Rad51 at the crossroads: bridging DNA repair, tumorigenesis, and immune regulation

September 24, 2025 — Today, a research team from Beijing Chest Hospital, Capital Medical University, published a review article titled "Rad51 at the Crossroads: Bridging DNA Repair, Tumorigenesis, and Immune Regulation" in the journal *Med Research*. This article provides a comprehensive analysis of the multifaceted functions of the Rad51 protein—the core executor of DNA homologous recombination repair—in cancer biology, with a specific focus on its pivotal role in connecting DNA damage repair, tumor progression, and immune regulation.

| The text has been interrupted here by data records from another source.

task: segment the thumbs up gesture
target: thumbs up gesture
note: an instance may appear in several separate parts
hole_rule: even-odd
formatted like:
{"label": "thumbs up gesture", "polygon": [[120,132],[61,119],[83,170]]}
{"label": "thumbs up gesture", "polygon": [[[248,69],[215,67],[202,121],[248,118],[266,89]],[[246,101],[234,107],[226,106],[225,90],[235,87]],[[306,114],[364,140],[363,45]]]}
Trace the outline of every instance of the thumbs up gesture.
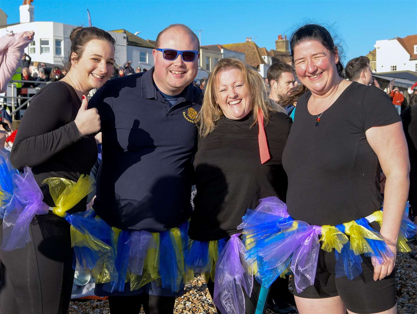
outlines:
{"label": "thumbs up gesture", "polygon": [[75,117],[75,122],[81,137],[100,130],[100,116],[95,108],[87,109],[88,102],[83,95],[83,102]]}

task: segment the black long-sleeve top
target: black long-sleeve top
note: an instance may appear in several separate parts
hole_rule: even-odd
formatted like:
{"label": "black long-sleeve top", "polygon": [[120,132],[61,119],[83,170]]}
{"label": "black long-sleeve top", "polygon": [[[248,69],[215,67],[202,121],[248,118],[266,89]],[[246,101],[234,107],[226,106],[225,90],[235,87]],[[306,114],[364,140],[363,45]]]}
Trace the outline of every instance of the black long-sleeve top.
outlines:
{"label": "black long-sleeve top", "polygon": [[219,240],[241,231],[238,225],[259,200],[277,196],[285,201],[287,180],[281,158],[291,121],[285,113],[271,115],[265,133],[271,158],[262,164],[257,125],[250,113],[239,120],[223,117],[214,130],[198,141],[194,160],[197,195],[188,235],[199,241]]}
{"label": "black long-sleeve top", "polygon": [[[32,168],[43,193],[43,201],[54,206],[48,178],[64,178],[76,181],[90,173],[97,157],[93,135],[80,137],[74,120],[81,100],[74,88],[63,82],[48,84],[35,95],[19,126],[10,154],[14,167]],[[85,210],[80,201],[69,212]]]}

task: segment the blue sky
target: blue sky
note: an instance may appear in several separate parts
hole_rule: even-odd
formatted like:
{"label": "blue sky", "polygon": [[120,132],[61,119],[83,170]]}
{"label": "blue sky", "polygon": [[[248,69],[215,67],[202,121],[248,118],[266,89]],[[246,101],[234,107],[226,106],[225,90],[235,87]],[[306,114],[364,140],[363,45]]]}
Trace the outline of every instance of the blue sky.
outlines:
{"label": "blue sky", "polygon": [[[19,22],[22,0],[1,0],[8,23]],[[280,34],[289,36],[302,24],[331,25],[342,39],[345,64],[374,49],[376,40],[417,34],[417,1],[135,1],[35,0],[35,21],[75,25],[88,22],[107,30],[125,28],[154,40],[169,24],[182,23],[203,29],[202,45],[244,41],[275,48]],[[198,33],[197,33],[197,35]]]}

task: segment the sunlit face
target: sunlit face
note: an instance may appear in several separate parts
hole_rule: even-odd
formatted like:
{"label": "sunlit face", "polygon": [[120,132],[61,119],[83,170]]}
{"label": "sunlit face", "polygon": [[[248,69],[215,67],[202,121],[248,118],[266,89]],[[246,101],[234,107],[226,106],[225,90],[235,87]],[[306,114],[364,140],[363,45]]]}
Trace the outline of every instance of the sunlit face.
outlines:
{"label": "sunlit face", "polygon": [[312,93],[325,94],[336,83],[339,77],[336,66],[339,55],[319,42],[299,43],[294,48],[294,57],[297,76]]}
{"label": "sunlit face", "polygon": [[[180,28],[168,30],[161,37],[161,49],[176,50],[198,50],[198,42],[191,35]],[[173,61],[163,58],[162,52],[155,49],[152,52],[155,68],[153,80],[158,88],[168,95],[180,93],[197,75],[198,57],[192,62],[185,62],[181,55]]]}
{"label": "sunlit face", "polygon": [[221,72],[215,88],[217,102],[226,118],[238,120],[252,110],[249,87],[245,84],[240,70],[234,68]]}
{"label": "sunlit face", "polygon": [[87,43],[81,58],[72,61],[77,78],[86,90],[102,86],[113,73],[114,64],[113,45],[99,39]]}
{"label": "sunlit face", "polygon": [[296,81],[293,73],[284,72],[281,74],[278,81],[271,80],[271,91],[273,91],[279,98],[288,96],[292,93]]}

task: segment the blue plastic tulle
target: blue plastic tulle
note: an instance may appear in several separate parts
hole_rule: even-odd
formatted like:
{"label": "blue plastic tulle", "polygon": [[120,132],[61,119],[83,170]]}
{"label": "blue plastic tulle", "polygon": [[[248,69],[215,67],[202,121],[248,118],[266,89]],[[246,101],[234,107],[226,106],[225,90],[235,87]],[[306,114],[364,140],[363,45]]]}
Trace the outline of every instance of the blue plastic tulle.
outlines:
{"label": "blue plastic tulle", "polygon": [[[178,264],[177,257],[180,251],[173,236],[169,231],[161,232],[159,275],[162,286],[178,291],[184,274],[184,266]],[[181,244],[181,245],[182,245]]]}
{"label": "blue plastic tulle", "polygon": [[400,232],[402,233],[407,239],[411,239],[417,234],[417,225],[410,220],[407,213],[405,211],[401,222]]}
{"label": "blue plastic tulle", "polygon": [[267,288],[286,270],[291,261],[296,288],[302,291],[314,283],[321,228],[298,221],[279,227],[282,231],[257,242],[247,251],[246,258],[259,262],[255,276]]}
{"label": "blue plastic tulle", "polygon": [[0,219],[4,216],[6,206],[16,187],[13,179],[15,173],[15,171],[10,164],[7,155],[0,150]]}
{"label": "blue plastic tulle", "polygon": [[370,230],[375,234],[377,235],[381,238],[380,240],[374,240],[373,239],[365,238],[372,249],[372,252],[365,253],[364,254],[365,256],[374,257],[376,261],[379,264],[382,264],[384,261],[386,261],[388,258],[394,256],[394,253],[387,245],[382,236],[380,235],[379,232],[369,225],[369,223],[365,218],[361,218],[355,221],[358,225],[363,226],[368,230]]}
{"label": "blue plastic tulle", "polygon": [[186,267],[195,273],[210,273],[213,263],[209,254],[208,241],[193,241],[185,256]]}
{"label": "blue plastic tulle", "polygon": [[[103,259],[114,256],[114,233],[104,221],[93,216],[93,213],[86,211],[67,214],[65,217],[71,225],[71,245],[83,271],[92,269]],[[75,266],[74,263],[74,269]]]}
{"label": "blue plastic tulle", "polygon": [[[343,233],[346,231],[343,224],[337,225],[336,227]],[[355,255],[353,253],[350,246],[349,242],[346,243],[340,254],[334,250],[334,258],[336,260],[336,277],[346,276],[349,280],[352,280],[362,273],[363,260],[360,255]]]}
{"label": "blue plastic tulle", "polygon": [[119,234],[115,265],[117,271],[116,281],[106,282],[103,285],[103,290],[109,292],[115,290],[123,292],[124,291],[125,283],[129,264],[129,254],[130,252],[131,233],[122,230]]}

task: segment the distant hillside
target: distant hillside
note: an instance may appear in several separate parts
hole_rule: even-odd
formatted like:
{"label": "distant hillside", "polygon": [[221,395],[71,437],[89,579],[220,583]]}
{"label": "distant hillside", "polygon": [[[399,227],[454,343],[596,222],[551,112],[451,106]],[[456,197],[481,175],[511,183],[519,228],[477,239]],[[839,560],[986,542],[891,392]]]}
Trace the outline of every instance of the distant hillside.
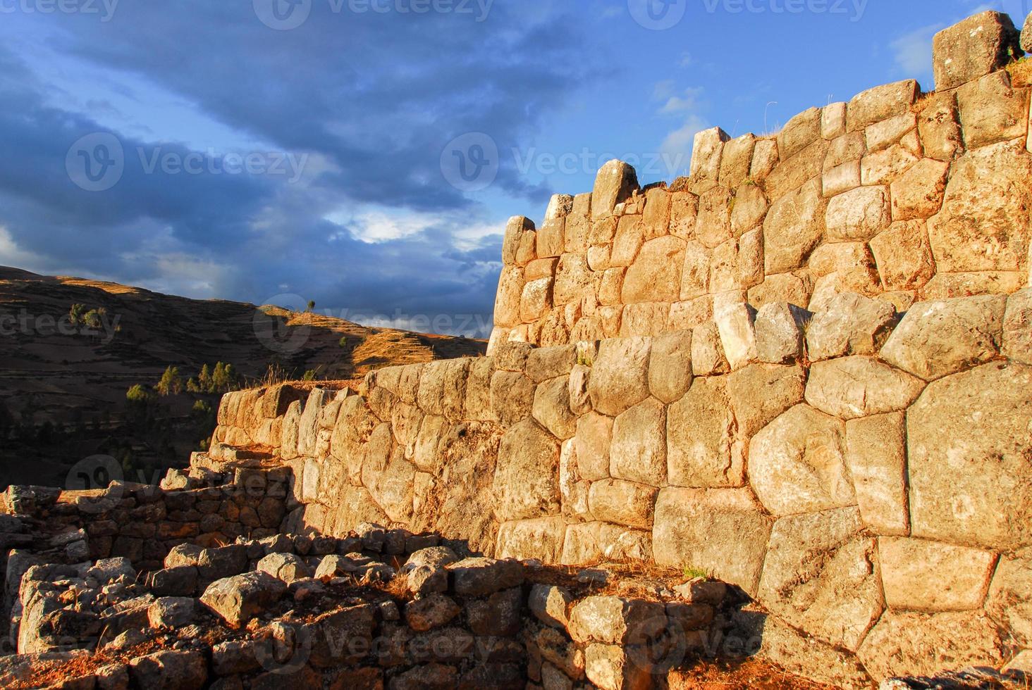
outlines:
{"label": "distant hillside", "polygon": [[[69,316],[74,305],[76,315]],[[314,370],[322,380],[432,359],[477,356],[486,342],[367,328],[315,314],[196,300],[0,267],[0,488],[64,481],[66,468],[106,454],[148,469],[186,462],[217,395],[154,396],[169,366],[183,381],[231,364],[241,385]]]}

Rad51 is a key protein for cells to repair DNA double-strand breaks. The review first systematically elaborates on the core mechanisms of Rad51 in the DNA damage response, including how it assembles into nucleoprotein filaments and performs homology search and strand invasion under the influence of numerous regulatory factors to achieve high-fidelity DNA repair. However, Rad51 is a double-edged sword. Its overexpression in various tumors (such as breast cancer, ovarian cancer, and lung cancer), while initially contributing to genomic stability, more frequently leads to resistance to chemotherapy, radiotherapy, and PARP inhibitors, and is associated with poor patient prognosis.

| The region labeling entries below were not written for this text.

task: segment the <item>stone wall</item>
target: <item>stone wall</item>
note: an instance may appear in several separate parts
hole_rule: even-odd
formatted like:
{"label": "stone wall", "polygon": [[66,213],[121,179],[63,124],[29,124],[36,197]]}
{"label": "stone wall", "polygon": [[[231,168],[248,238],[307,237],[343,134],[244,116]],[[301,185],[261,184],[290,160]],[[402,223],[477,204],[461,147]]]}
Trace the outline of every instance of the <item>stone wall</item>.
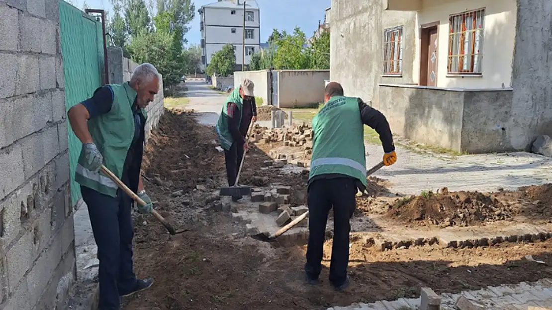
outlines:
{"label": "stone wall", "polygon": [[75,279],[58,0],[0,0],[0,308],[61,308]]}
{"label": "stone wall", "polygon": [[[119,47],[108,49],[108,70],[109,73],[110,84],[123,84],[130,80],[132,72],[138,65],[131,60],[123,56],[123,50]],[[159,93],[155,96],[153,102],[150,102],[146,111],[148,120],[146,123],[146,139],[147,140],[151,130],[157,127],[159,120],[164,112],[163,107],[163,75],[159,75]]]}

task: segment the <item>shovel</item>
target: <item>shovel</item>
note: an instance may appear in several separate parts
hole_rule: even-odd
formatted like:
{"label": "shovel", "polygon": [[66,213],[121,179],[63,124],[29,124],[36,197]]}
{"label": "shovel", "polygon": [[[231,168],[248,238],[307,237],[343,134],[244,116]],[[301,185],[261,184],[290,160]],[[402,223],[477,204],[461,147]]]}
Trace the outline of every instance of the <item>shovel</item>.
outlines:
{"label": "shovel", "polygon": [[[373,167],[371,169],[366,172],[366,177],[368,177],[368,176],[371,175],[374,172],[375,172],[378,170],[379,170],[382,167],[385,166],[383,161],[380,162],[379,164],[376,165]],[[275,241],[276,238],[280,236],[280,235],[285,233],[285,232],[289,230],[291,227],[296,225],[299,222],[302,221],[305,219],[305,217],[307,217],[309,215],[309,211],[307,211],[305,213],[303,213],[299,216],[298,216],[295,220],[291,221],[289,224],[285,225],[285,226],[282,227],[280,230],[277,231],[274,235],[268,235],[268,232],[261,232],[260,233],[257,233],[256,235],[253,235],[251,237],[256,240],[258,240],[259,241],[263,241],[264,242],[273,242]]]}
{"label": "shovel", "polygon": [[[119,180],[119,178],[117,177],[117,176],[114,175],[113,172],[110,171],[108,169],[103,165],[102,165],[101,169],[102,172],[103,172],[107,176],[109,177],[109,178],[113,180],[113,182],[116,183],[117,185],[119,186],[119,187],[121,189],[124,191],[125,193],[126,193],[127,195],[130,196],[130,198],[134,199],[134,200],[136,202],[136,203],[139,203],[141,205],[145,205],[146,203],[144,202],[144,201],[142,200],[140,197],[139,197],[137,195],[133,193],[132,191],[131,191],[130,188],[127,187],[127,186],[125,185],[125,183],[121,182],[121,180]],[[170,233],[171,235],[176,235],[177,233],[181,233],[182,232],[184,232],[184,231],[187,231],[188,230],[189,230],[188,229],[183,229],[177,231],[176,230],[174,229],[174,227],[173,227],[172,225],[169,224],[168,222],[167,222],[167,220],[165,220],[164,218],[163,218],[163,216],[159,214],[158,212],[157,212],[155,210],[152,210],[151,213],[153,215],[153,216],[155,216],[155,218],[157,219],[158,221],[159,221],[160,222],[161,222],[162,224],[163,224],[163,226],[165,226],[165,228],[167,229],[167,230],[169,231],[169,233]]]}
{"label": "shovel", "polygon": [[[247,135],[245,138],[246,143],[249,141],[249,135],[253,129],[254,122],[251,122],[251,126],[247,130]],[[241,163],[240,164],[240,168],[238,169],[238,174],[236,176],[236,182],[232,186],[227,186],[221,187],[219,195],[220,196],[232,196],[232,197],[242,197],[243,196],[251,195],[251,188],[249,186],[238,186],[238,180],[240,178],[240,174],[241,173],[241,169],[243,167],[243,161],[245,160],[245,154],[247,153],[247,150],[243,151],[243,156],[242,156]]]}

The highlight of the article lies in revealing Rad51's function beyond DNA repair—the regulation of tumor immunity. The review points out:

Dysregulation of Rad51 function can alter the immunogenicity of tumor cells by affecting the cGAS-STING innate immune pathway.

Rad51 is involved in regulating the expression of Programmed Death-Ligand 1 (PD-L1), a key molecule in tumor immune escape. The DNA damage response pathway (e.g., ATR/Chk1) acts synergistically with inflammatory signals to jointly upregulate PD-L1, thereby inhibiting T cell function.

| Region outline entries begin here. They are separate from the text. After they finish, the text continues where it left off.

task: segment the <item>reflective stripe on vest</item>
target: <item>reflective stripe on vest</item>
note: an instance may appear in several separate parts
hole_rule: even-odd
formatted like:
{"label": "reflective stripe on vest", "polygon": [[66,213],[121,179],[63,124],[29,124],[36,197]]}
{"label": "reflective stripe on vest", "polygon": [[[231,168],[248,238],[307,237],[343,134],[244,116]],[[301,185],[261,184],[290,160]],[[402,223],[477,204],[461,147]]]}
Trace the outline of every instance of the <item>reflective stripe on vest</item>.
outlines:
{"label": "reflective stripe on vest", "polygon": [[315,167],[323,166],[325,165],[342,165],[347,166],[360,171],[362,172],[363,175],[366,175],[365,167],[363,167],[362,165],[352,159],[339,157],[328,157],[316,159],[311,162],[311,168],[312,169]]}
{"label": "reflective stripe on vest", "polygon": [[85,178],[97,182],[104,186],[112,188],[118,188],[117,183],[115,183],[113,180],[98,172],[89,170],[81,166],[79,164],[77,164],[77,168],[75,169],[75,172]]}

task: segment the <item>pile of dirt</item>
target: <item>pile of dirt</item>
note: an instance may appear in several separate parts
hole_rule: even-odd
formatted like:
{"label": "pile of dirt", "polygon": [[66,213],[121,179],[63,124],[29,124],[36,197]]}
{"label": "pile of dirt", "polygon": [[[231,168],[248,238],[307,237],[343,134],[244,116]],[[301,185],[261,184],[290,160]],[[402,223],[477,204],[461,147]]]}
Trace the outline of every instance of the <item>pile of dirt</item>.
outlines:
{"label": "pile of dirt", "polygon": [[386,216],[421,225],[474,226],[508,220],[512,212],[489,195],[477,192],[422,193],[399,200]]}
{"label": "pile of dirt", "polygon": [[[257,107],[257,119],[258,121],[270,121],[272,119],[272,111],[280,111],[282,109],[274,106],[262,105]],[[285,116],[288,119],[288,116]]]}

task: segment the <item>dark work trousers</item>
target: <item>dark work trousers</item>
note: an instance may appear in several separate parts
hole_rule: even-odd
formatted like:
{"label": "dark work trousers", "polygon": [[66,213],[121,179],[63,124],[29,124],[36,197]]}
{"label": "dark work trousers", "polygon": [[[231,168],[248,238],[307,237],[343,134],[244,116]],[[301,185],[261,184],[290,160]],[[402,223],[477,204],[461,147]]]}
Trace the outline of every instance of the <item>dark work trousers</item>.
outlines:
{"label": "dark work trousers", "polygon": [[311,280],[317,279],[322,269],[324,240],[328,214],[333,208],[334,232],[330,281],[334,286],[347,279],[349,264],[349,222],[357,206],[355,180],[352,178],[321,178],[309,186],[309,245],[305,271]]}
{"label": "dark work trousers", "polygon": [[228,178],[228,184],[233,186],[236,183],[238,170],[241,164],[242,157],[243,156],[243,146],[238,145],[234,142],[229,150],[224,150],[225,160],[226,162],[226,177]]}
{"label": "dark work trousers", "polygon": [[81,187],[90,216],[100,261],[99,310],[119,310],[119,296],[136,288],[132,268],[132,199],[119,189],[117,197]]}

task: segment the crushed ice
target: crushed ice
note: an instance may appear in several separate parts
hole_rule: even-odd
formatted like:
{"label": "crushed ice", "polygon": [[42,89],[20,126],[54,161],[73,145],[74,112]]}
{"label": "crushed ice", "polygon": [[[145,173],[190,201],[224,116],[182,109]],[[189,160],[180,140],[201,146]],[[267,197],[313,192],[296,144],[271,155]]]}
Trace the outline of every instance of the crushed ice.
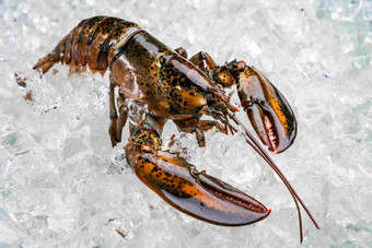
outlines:
{"label": "crushed ice", "polygon": [[[310,247],[372,246],[372,73],[369,0],[0,1],[0,247],[298,247],[295,206],[243,137],[194,135],[167,123],[164,143],[272,212],[245,227],[213,226],[168,206],[112,149],[108,76],[32,71],[82,19],[139,23],[170,47],[259,68],[297,114],[294,145],[274,156],[322,229]],[[24,101],[14,73],[30,79]],[[236,95],[235,95],[236,96]],[[242,113],[240,119],[246,122]],[[137,120],[132,120],[137,121]],[[124,140],[128,135],[124,134]]]}

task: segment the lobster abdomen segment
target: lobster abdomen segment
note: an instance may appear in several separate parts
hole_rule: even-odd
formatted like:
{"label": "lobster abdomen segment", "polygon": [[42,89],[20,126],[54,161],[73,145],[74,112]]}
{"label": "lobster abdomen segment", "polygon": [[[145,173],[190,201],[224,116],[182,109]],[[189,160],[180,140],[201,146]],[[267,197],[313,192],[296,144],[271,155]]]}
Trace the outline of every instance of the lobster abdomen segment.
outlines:
{"label": "lobster abdomen segment", "polygon": [[55,63],[70,66],[70,74],[89,69],[104,74],[117,50],[141,27],[117,17],[95,16],[80,22],[55,49],[42,58],[33,69],[47,72]]}

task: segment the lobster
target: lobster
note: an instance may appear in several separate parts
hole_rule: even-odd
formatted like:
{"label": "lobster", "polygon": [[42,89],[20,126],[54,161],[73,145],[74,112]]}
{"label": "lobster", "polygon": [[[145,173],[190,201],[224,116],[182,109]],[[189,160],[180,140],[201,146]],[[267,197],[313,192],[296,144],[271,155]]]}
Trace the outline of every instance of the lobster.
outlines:
{"label": "lobster", "polygon": [[[80,22],[33,69],[46,73],[57,62],[69,66],[70,74],[85,72],[86,68],[102,75],[109,71],[112,145],[121,141],[121,130],[129,115],[136,121],[129,121],[126,160],[138,178],[175,209],[223,226],[252,224],[270,214],[269,209],[243,191],[205,170],[198,172],[179,154],[162,150],[161,134],[170,119],[179,131],[195,133],[199,146],[206,145],[205,132],[212,128],[226,134],[229,130],[237,132],[230,123],[232,120],[243,129],[247,143],[272,167],[291,193],[299,214],[301,243],[299,202],[319,228],[278,166],[235,117],[239,109],[224,92],[236,85],[241,105],[259,140],[274,153],[286,151],[297,134],[293,110],[284,96],[254,67],[236,60],[217,66],[202,51],[187,60],[185,49],[173,50],[138,24],[108,16]],[[119,91],[115,102],[116,87]],[[129,103],[140,106],[140,110],[130,114]],[[213,120],[202,120],[202,116]]]}

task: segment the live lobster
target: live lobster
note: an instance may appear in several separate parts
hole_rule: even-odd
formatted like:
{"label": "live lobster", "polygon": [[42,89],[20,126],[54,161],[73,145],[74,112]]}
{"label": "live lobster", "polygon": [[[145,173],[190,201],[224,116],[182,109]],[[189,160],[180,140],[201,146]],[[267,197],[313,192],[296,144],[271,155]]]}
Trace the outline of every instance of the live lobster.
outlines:
{"label": "live lobster", "polygon": [[[260,141],[274,153],[287,150],[297,134],[294,114],[283,95],[254,67],[236,60],[217,66],[202,51],[187,60],[183,48],[173,50],[138,24],[108,16],[83,20],[33,69],[46,73],[57,62],[68,64],[70,74],[85,72],[86,68],[102,75],[109,71],[108,131],[113,146],[121,141],[128,99],[141,107],[131,117],[138,121],[130,122],[126,158],[139,179],[175,209],[225,226],[246,225],[269,215],[270,210],[257,200],[161,149],[162,130],[170,119],[179,131],[196,133],[200,146],[206,145],[205,131],[213,127],[226,134],[229,130],[236,132],[229,121],[233,120],[290,191],[299,213],[301,241],[299,202],[319,228],[270,156],[235,117],[237,108],[224,93],[223,88],[236,85],[241,105]],[[214,120],[201,120],[204,115]]]}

In tumors with homologous recombination repair deficiencies (e.g., BRCA mutations), the use of PARP inhibitors may influence PD-L1 expression by activating the cGAS-STING pathway, providing a rationale for combining PARP inhibitors with immune checkpoint blockade therapy.

Based on these findings, the authors outlook therapeutic strategies targeting Rad51, including the development of small-molecule Rad51 inhibitors and monoclonal antibodies, and discuss their potential for combination with existing immunotherapies, chemotherapy, and radiotherapy to overcome tumor drug resistance and enhance anti-tumor immune responses.

"A deep understanding of Rad51's role in the tumor immune microenvironment is crucial for developing new combination treatment strategies," said Professor Teng Ma, the corresponding author of the review from Beijing Chest Hospital, Capital Medical University. "Our work aims to provide new perspectives and targets for future precision cancer immunotherapy."

This review serves as a valuable resource for researchers engaged in cancer biology, DNA repair, and tumor immunotherapy.